Ideal customers have similar traits. Therefore, smart salespeople do this with their customers…
Ideal customers, those that fit your ideal customer profile, are the backbone of your revenue stream. Smart salespeople study the subtle differences and focus on acquiring the good ones and avoiding the bad ones. So, what do smart salespeople do with bad customers?
They fire them.
Yes, smart salespeople know that the time, energy and effort wasted on “net loss” customers affect their opportunity costs. They affect the relationship between scarcity and choice. Smart salespeople choose whom they will sell to.
Smart salespeople rate their customers. Next, they categorize them into three basic groups – Ideal, Acceptable and Poor. Finally, they use demographics (company size, revenue, etc.) and psychographics (interests, attitudes and opinions) to further categorize them.
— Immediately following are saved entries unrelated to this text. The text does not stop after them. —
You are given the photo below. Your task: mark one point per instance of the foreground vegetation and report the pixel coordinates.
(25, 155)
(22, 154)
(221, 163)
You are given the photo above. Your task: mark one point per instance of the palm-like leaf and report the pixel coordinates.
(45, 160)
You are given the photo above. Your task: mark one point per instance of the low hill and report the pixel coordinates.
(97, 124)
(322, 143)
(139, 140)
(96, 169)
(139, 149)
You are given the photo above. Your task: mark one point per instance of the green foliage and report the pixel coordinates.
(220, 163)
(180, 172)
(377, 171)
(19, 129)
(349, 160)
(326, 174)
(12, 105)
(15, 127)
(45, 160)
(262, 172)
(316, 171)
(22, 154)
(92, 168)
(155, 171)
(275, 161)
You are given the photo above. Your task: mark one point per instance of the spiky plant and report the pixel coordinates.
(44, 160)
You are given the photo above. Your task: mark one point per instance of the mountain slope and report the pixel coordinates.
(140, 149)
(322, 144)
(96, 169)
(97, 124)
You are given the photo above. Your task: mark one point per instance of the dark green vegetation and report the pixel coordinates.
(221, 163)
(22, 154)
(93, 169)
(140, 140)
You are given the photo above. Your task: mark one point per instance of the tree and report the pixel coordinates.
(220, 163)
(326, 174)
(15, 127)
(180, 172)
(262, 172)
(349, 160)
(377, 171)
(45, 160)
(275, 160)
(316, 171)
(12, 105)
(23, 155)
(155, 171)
Here are traits in each category to help you identify your best and worst customers:
1. Ideal Customer
An Ideal Customer meets most or all of the ideal traits you’ve defined.
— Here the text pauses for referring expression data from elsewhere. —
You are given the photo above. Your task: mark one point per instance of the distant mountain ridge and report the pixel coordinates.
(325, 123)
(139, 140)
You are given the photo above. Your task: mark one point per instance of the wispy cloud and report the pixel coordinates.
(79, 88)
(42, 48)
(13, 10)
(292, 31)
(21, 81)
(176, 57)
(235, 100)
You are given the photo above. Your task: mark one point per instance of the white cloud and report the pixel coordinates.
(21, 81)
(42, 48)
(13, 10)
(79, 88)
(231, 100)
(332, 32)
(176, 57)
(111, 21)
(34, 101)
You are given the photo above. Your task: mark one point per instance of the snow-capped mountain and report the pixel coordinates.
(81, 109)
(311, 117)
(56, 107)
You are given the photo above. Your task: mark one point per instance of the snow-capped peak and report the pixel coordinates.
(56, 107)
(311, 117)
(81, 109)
You highest success rate comes from selling to a fully qualified buyer that fits your ideal customer profile. Now, these customers should be the ones who value your solution. They are the ones who buy from you repeatedly and tell others about you.
Key traits:
- Buy value
- Pay premium price and on-time
- Buy consistently or exclusively
- Buy all of your products/service with upgrades
- Pay for your advisement/expertise
- Promote you to their network
- Desire partnership and value you as part of their team
- Make excellent case studies
- Provide glowing testimonials
Profit in business comes from repeat customers, customers that boast about your project or service, and that bring friends with them.– W. Edwards Deming
2. Acceptable Customer
An Acceptable Customer meets some of the ideal traits you’ve defined
These buyers may be smaller accounts that buy intermittently. Also, larger accounts that buy at a discount. Knowing that, these also can be good customers. However, the returns are not as strong as ideal customers that fuel your business growth.
Key traits:
- Buy somewhere between value and price
- Negotiate for discounts
- Buy somewhat regularly
- Want favors occasionally thrown in – free advisement/expertise
- Moderate willingness to provide testimonials
- Rarely buy all of your products or only buy standard with no upgrades
3. Poor Customer
A Poor Customer meets few or none of the ideal traits you’ve defined.
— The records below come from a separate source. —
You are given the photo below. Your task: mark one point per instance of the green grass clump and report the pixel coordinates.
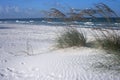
(109, 40)
(71, 37)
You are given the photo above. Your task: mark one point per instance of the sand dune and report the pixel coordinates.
(27, 53)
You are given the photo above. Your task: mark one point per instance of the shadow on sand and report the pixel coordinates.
(6, 27)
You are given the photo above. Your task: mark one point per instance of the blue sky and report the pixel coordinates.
(33, 8)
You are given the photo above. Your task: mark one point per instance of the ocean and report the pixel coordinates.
(87, 22)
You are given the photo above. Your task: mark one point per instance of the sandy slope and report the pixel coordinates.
(26, 54)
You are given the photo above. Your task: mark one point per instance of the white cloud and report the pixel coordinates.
(17, 12)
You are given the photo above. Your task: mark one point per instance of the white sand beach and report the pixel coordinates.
(27, 52)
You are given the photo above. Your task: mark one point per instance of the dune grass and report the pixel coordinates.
(71, 37)
(109, 40)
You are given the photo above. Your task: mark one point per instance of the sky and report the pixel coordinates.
(34, 8)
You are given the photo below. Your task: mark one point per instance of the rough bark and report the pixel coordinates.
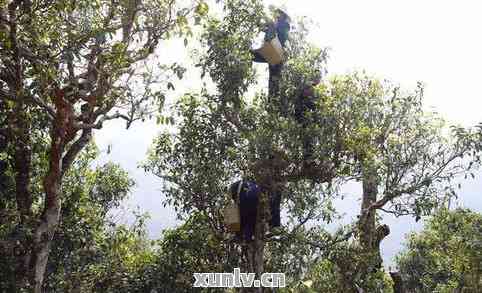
(370, 235)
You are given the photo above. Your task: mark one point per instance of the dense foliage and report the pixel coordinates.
(68, 67)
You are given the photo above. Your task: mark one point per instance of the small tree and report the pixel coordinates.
(446, 255)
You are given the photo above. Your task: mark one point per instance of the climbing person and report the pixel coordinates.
(280, 28)
(247, 194)
(305, 114)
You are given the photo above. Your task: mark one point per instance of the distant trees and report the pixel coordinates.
(446, 256)
(363, 130)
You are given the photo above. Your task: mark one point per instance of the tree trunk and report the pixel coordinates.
(369, 234)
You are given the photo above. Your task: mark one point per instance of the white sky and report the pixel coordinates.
(436, 42)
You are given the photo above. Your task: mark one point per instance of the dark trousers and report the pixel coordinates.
(275, 205)
(248, 208)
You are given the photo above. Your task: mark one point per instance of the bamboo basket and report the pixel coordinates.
(272, 51)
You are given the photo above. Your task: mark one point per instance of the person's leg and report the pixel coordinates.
(257, 57)
(251, 209)
(275, 205)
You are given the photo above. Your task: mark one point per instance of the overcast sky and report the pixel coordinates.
(435, 42)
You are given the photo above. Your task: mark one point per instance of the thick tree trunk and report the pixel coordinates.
(370, 236)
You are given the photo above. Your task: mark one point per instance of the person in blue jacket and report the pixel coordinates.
(247, 195)
(280, 28)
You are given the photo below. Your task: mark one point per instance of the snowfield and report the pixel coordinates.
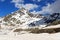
(43, 36)
(29, 36)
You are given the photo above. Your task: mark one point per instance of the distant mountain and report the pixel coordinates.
(21, 18)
These buyers cost you time and money. They erode company morale. That means your resources get drained. Unfortunately, some reps see these buyers as low hanging fruit. In other words, these customers appear to be an easy sale requiring less effort. That’s not the case. These buyers will distract you from selling and servicing your ideal customers.
Key traits:
- Excessive demands and complaints
- Infrequent purchases
- Buy on price only
- Value is irrelevant
- Insist on a discount to a break even point or worse, you lose margin
- Slow to pay
- Expect your advisement/expertise for free
- Waste your time
What does your customer list look like now? Once you’ve defined your ideal customer profile, focus on filtering your prospects. That way you pursue the best customers with the greatest benefit.